Değerli arkadaşlar, New York'a ve Washington'a yaptığımız ziyaret gerek BM çerçevesindeki temaslarımız ve gerek ABD ile ikili ilişkilerimiz bakımından son derece verimli oldu. Genel Kurul’un bu seneki teması bildiğiniz üzere “Birlikte Daha İyi, Barış, Kalkınma ve İnsan Hakları için 80 Yıl ve Daha Fazlası” olarak belirlenmişti. Türkiye olarak biz küresel meselelere katkı sağlamayı sürdüreceğiz. Aynı zamanda çok kutuplu dünyada stratejik özerkliğimizi koruyarak ve ülkemizin çıkarlarını savunan politikalar geliştirmekteyiz. Önümüzdeki dönemde de Sayın Cumhurbaşkanımızın liderliğinde diplomasiyi, diyaloğu ve iş birliğini ön plana çıkarmaya devam edeceğiz.
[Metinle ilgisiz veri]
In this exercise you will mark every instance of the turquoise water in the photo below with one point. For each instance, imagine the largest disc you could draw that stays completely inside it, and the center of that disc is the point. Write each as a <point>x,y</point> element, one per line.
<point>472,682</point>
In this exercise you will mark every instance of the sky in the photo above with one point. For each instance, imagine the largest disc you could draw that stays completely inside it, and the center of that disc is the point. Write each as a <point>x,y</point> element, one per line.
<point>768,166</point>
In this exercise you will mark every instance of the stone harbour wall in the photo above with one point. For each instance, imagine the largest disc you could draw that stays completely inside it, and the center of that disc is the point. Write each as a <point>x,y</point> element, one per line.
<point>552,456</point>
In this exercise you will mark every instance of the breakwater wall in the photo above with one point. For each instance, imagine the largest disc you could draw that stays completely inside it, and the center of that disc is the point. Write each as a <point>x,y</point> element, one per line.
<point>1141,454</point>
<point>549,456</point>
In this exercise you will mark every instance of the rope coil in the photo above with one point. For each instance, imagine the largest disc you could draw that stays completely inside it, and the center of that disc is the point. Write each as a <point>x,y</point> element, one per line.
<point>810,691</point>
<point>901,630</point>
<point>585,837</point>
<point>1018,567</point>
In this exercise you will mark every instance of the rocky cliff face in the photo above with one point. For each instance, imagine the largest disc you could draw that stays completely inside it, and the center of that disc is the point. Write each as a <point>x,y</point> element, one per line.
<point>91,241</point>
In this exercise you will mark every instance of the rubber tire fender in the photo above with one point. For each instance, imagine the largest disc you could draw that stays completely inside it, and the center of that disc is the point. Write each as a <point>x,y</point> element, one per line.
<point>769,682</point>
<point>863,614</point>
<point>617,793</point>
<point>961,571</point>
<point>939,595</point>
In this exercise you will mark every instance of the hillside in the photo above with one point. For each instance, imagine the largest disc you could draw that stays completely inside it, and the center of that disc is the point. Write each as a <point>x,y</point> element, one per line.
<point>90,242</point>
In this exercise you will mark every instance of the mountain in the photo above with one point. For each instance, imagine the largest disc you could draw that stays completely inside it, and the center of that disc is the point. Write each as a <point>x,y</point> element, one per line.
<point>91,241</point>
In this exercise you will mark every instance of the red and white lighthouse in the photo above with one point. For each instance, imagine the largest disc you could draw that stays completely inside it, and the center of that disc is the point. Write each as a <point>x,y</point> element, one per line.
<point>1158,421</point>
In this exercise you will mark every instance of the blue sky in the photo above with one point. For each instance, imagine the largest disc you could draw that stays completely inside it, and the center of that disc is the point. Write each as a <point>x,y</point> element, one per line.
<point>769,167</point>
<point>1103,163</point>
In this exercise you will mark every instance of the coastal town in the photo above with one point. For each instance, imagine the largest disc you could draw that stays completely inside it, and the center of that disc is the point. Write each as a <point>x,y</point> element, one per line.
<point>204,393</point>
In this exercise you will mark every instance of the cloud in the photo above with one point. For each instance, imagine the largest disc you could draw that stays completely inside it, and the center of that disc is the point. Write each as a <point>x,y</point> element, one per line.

Hepinize katılmanız için çok teşekkür ediyorum. Hafta boyunca sizler de yoruldunuz, sürekli bizimle beraberdiniz. Şimdi bu konuşmadan sonra sorularınızı alabilirim.

SORU- Teşekkürler Sayın Bakanım. Dilek Kaya, İhlas Haber Ajansı.

Başkan Trump dün uçağa binmeden önce Gazze’de ateşkesi sağlamak üzere olduğunu söyledi ve toplu halde çok yakında rehinelerin de serbest bırakılabileceğini ifade etti. Konuyla ilgili, Gazze meselesinde gidişatı değiştirebilecek bir gelişme bekliyor musunuz?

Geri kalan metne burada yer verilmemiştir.